O desmame precoce nem sempre acontece porque a mãe produz pouco leite. Dor, fissuras, pega incorreta e insegurança sobre a alimentação do bebê podem levar à interrupção da amamentação antes do período recomendado.
O assunto ganha destaque durante o Agosto Dourado, mês dedicado à conscientização sobre o aleitamento materno. No Brasil, agosto foi instituído como Mês do Aleitamento Materno pela Lei nº 13.435/2017. Já a Semana Mundial do Aleitamento Materno ocorre entre os dias 1º e 7 de agosto.
A Organização Mundial da Saúde recomenda amamentação exclusiva nos primeiros seis meses. Depois desse período, outros alimentos devem entrar na rotina da criança, mas o aleitamento pode continuar até os dois anos ou mais.
Por que o desmame precoce acontece?
Para a enfermeira obstetra e especialista em aleitamento materno Letícia Lamberti, coordenadora da Maternidade do Hospital Santa Isabel, muitas mulheres chegam ao pós-parto sem informações suficientes sobre os desafios da amamentação.
Segundo ela, é comum que as gestantes se preparem para o parto, mas tenham pouco contato com orientações sobre pega, posições para amamentar e mudanças esperadas nos primeiros dias.
“O que mais observo ainda na maternidade é o desconhecimento dessas mães sobre o que irão passar quando chegarem em casa, o que é esperado acontecer, além de dicas de pega correta e posições para amamentar. O desmame precoce é consequência disso”, afirma.
Entre as principais dúvidas estão a sensação de pouco leite, a frequência das mamadas e o aparecimento de fissuras ou desconforto.
“A amamentação, muitas vezes, é mais desafiadora do que o próprio parto. É nesse momento que começam a aparecer a incerteza e a culpa. Muitas mães se perguntam se o leite está sustentando o bebê ou por que ele mama toda hora, quando, na verdade, esse comportamento é esperado”, explica Letícia.
Amamentar deve doer?
Dor persistente não deve ser considerada uma parte normal da amamentação. O Ministério da Saúde orienta que desconfortos e machucados podem indicar problemas na posição ou na pega do bebê.
Uma boa pega acontece quando o bebê fica de frente para a mãe, próximo ao corpo e bem apoiado. A boca deve estar bem aberta, com os lábios virados para fora e o queixo encostado na mama.

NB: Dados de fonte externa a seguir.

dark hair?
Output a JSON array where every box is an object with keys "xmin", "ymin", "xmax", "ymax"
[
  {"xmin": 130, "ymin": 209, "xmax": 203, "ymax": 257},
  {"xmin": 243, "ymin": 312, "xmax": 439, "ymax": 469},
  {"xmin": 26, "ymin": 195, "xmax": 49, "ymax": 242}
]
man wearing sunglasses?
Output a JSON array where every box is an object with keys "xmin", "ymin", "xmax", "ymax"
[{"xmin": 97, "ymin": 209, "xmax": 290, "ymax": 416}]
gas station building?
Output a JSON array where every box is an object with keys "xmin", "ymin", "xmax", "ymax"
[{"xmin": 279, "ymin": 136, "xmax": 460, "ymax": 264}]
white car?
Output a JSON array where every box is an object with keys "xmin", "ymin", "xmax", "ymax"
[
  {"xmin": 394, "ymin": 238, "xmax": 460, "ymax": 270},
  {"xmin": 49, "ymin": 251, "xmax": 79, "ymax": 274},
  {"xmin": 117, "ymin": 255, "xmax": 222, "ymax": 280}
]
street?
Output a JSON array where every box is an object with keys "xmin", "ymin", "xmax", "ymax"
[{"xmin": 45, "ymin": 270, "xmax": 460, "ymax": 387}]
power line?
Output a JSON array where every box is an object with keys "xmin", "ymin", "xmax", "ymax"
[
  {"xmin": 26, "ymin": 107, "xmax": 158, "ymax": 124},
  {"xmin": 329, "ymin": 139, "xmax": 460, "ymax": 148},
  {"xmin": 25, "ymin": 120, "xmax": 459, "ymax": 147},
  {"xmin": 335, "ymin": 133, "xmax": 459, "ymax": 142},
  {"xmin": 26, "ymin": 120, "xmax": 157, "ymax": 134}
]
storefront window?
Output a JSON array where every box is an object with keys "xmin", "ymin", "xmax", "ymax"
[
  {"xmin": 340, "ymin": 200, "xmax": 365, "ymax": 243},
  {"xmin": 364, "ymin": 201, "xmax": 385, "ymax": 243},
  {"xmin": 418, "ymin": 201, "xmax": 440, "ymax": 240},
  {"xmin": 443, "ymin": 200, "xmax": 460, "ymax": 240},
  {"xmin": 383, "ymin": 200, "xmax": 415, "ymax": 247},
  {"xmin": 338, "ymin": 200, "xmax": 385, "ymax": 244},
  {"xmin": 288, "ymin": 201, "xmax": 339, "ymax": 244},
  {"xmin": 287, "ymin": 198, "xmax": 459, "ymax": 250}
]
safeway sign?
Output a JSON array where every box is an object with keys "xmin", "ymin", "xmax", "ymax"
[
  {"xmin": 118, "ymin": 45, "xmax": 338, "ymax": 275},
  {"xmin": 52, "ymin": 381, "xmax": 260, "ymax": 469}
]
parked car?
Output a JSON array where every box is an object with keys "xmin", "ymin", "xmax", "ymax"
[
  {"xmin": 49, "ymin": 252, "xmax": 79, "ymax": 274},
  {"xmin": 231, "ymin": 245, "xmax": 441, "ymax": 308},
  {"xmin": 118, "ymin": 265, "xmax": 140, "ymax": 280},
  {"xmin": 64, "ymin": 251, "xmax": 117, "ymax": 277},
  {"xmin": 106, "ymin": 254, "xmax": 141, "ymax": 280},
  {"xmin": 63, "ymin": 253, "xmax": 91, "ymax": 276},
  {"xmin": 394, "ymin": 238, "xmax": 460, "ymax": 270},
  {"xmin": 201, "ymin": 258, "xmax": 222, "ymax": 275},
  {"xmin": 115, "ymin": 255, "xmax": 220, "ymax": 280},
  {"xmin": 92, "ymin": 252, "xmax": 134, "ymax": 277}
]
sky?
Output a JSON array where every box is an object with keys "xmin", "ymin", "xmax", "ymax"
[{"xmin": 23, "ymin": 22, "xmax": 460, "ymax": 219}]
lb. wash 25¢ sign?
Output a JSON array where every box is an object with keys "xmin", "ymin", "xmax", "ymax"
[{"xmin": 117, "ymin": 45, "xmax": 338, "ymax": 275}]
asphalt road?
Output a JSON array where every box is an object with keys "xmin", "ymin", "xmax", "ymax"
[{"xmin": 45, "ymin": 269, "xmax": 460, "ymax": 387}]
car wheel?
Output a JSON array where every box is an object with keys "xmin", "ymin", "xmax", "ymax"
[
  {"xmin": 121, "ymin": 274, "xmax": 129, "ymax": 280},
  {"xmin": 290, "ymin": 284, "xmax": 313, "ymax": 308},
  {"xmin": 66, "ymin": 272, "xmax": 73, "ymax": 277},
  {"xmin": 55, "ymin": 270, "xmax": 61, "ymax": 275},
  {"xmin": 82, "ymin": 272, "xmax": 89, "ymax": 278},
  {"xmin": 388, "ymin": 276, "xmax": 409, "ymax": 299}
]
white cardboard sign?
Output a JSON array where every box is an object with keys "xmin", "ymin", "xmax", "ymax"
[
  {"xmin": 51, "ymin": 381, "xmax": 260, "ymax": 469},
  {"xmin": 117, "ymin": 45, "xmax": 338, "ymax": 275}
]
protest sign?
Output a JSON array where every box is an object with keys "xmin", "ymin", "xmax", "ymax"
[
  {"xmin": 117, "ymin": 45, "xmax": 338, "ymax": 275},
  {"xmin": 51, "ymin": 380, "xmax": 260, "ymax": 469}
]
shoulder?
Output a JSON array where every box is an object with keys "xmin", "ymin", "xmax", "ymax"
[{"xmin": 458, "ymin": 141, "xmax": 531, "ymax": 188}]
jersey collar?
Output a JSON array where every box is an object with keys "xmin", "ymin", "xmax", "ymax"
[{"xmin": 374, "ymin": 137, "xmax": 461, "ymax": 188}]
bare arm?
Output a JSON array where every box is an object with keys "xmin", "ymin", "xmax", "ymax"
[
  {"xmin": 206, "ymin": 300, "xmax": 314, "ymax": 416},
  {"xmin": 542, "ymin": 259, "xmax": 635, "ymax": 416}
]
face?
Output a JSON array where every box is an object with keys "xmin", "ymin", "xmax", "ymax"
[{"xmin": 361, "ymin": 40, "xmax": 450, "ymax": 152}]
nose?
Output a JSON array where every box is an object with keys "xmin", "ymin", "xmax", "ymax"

O nariz permanece livre e uma porção maior da aréola costuma ficar visível acima da boca do bebê do que abaixo.
Quando há dor intensa, fissuras ou dificuldade para o bebê mamar, a orientação é buscar profissionais capacitados, unidades de saúde ou bancos de leite humano.
Leite materno mata a sede do bebê?
Sim. Nos primeiros seis meses, quando o aleitamento é exclusivo, o leite materno fornece também a hidratação necessária ao bebê.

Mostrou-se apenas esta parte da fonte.